A simple way to determine this at-a-glance is to look at a one-year chart of any major stock market index, like the S&P 500 below.
One of the simplest definitions of an uptrend (as seen above) is that:
#1: Prices remain above their short-term (50-day) and longer-term (200-day) moving averages
#2: The short-term moving average (50-day) is above the long-term (200-day) moving average and
#3: Both moving averages are on the rise.
Surveying the stock market as of Monday’s close, we see check, check, and check.
The only caveat is this; the further above these moving averages prices climb, the greater the odds of a pull back in stocks.
The S&P 500 Index is about 5 percent above its rising 50-day moving average right now. The market was similarly extended in April and September 2012, just before corrections set in.
This doesn’t mean you should sell everything and wait for a pullback that may never come or at least not for a long time and perhaps from much higher prices.
However, it does mean you should exercise some caution when investing new money and avoid chasing stocks that are already extended.
Above all, watch your current investment holdings carefully and set stops on positions to help preserve profits.
There are Times to Buy
and Times to Sell
This reminds me of sage advice from another legendary investor: Sir John Templeton. Among his 16 Rules for Investment Success, Templeton stressed being open-minded and flexible with your investment approach.
“There are times to buy blue chip stocks, cyclical stocks, corporate bonds, U.S. Treasury instruments, and so on. And there are times to sit on cash,” Templeton wrote.
In other words, follow an all-weather investment approach that gives you the opportunity to invest in all major asset classes when appropriate: Stocks, bonds, commodities, currencies and cash, an often overlooked but important asset class.

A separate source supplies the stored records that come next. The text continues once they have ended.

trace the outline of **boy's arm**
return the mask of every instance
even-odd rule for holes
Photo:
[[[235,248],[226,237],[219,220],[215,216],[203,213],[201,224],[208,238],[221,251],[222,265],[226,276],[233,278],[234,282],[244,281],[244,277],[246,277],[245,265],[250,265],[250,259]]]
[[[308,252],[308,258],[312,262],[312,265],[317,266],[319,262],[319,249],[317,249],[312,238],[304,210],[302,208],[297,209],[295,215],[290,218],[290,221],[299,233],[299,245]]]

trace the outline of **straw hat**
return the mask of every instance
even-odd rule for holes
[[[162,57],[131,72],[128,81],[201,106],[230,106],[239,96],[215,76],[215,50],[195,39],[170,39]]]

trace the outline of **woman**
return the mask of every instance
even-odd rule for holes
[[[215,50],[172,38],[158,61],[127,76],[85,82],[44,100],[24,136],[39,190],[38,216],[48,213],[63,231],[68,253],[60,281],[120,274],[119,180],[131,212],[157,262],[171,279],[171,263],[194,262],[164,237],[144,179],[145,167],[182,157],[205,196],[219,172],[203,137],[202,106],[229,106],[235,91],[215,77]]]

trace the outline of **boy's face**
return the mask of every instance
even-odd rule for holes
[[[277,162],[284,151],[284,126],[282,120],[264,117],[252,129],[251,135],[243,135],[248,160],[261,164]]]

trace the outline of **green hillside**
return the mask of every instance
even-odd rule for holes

Your goal should be to stay invested in the best asset class for the majority of the uptrend. Above all, remain objective and monitor your investments closely. And when the trend changes, be nimble enough to change your approach and move on to an asset class with greater potential.
Sir John put it best: “The fact is there is no one kind of investment that is always best. Expect and react to change. No bull market is permanent. No bear market is permanent.”